VirtualBox is a an open-source, cross-platform virtualization software that used by thousands of companies and individuals across the world. In fact, currently, Oracle’s VirtualBox software is considered to be the most popular virtualization software with the highest number of users and downloads. As opposed to similar types of software, VirtualBox works with hardware and systems running a variety of operating systems, such as Windows, Linux, Solaris and OS X, and it does so efficiently and accurately. In terms of speed, VirtualBox is also considered to be the fastest virtualization software available, allowing users to instantly streamline commands.
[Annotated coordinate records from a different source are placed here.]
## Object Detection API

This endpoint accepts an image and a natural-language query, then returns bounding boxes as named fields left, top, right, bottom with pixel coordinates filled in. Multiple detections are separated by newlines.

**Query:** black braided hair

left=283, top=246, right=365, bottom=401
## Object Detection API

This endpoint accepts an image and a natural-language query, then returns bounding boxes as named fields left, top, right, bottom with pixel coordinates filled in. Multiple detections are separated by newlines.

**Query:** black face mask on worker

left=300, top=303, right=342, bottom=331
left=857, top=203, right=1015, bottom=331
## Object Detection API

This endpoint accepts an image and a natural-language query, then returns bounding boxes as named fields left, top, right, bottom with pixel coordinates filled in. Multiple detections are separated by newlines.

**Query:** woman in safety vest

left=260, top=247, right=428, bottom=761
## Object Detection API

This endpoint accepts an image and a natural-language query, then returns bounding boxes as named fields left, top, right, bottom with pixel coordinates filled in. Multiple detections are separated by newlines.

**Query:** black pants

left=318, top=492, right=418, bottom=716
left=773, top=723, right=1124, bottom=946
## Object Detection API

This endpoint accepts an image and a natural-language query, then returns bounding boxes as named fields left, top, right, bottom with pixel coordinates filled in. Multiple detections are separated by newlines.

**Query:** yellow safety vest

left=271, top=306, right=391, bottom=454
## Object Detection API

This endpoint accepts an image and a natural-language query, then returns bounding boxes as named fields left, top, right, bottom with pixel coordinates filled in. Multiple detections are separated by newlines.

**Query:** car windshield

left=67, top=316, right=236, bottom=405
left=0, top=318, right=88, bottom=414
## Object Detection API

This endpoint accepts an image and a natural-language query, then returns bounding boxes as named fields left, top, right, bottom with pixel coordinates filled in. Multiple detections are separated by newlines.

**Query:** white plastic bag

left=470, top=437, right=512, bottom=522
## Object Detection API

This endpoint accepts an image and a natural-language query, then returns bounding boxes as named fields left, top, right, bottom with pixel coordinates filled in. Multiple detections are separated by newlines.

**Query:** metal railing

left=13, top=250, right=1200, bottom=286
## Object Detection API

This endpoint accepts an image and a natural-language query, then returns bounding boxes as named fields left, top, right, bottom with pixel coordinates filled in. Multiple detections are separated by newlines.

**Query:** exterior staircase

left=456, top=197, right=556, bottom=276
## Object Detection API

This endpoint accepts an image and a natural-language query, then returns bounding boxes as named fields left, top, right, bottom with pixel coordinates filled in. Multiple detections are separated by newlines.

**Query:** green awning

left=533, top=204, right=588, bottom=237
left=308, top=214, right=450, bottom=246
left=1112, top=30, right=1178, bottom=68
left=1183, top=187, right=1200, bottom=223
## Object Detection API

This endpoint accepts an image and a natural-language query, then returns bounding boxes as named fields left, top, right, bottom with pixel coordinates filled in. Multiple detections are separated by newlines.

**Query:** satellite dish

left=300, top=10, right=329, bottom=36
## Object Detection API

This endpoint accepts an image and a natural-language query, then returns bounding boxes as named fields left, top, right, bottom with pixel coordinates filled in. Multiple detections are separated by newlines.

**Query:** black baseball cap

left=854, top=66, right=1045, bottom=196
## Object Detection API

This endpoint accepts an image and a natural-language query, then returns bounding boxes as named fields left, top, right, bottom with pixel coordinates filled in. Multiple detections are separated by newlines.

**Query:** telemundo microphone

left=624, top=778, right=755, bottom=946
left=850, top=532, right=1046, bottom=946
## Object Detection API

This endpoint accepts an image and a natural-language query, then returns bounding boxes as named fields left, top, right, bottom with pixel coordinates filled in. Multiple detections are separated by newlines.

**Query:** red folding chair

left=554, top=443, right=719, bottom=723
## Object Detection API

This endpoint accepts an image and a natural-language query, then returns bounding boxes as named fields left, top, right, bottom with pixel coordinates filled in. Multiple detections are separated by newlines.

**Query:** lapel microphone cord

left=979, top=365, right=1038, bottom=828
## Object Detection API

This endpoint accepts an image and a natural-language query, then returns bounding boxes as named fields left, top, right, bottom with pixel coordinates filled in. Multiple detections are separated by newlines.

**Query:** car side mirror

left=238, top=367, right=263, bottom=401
Improvements in 4.2 VirtualBox

So, just what exactly did Oracle change with their latest update to v4.2 VirtualBox? The entire list of improvements is huge, but one of the most notable is an increase in the amount of supported network cards from 8 to 36. As you can expect, this is a welcome change that all VirtualBox users are happy to see. Instead of being forced to run multiple companies of VirtualBox in large-scale environments, you can reduce that amount with a capacity of 36 network cards.

Another improvement that was made with 4.2 VirtualBox is greater flexibility and control over virtualization options. For instance, if you aren’t going to be at the office one day and want all of your machines to launch at a certain time, you can set this up from the control panel. This type of remote launching and programming is helpful for scheduling systems to run programs and tasks at a certain time without having to physically launch it each time.

Bandwidth controls have also been added to reduce lag and increase speed. If your network is being bogged down as a result of a single user, just pull up the control panel and place a cap on that system’s bandwidth. Although this feature is simple, it can effectively be used to free up bandwidth and increase overall network speed, which is something that everyone can benefit from.

If you’re interested in running VirtualBox, you can find it available for free download on the official Oracle website.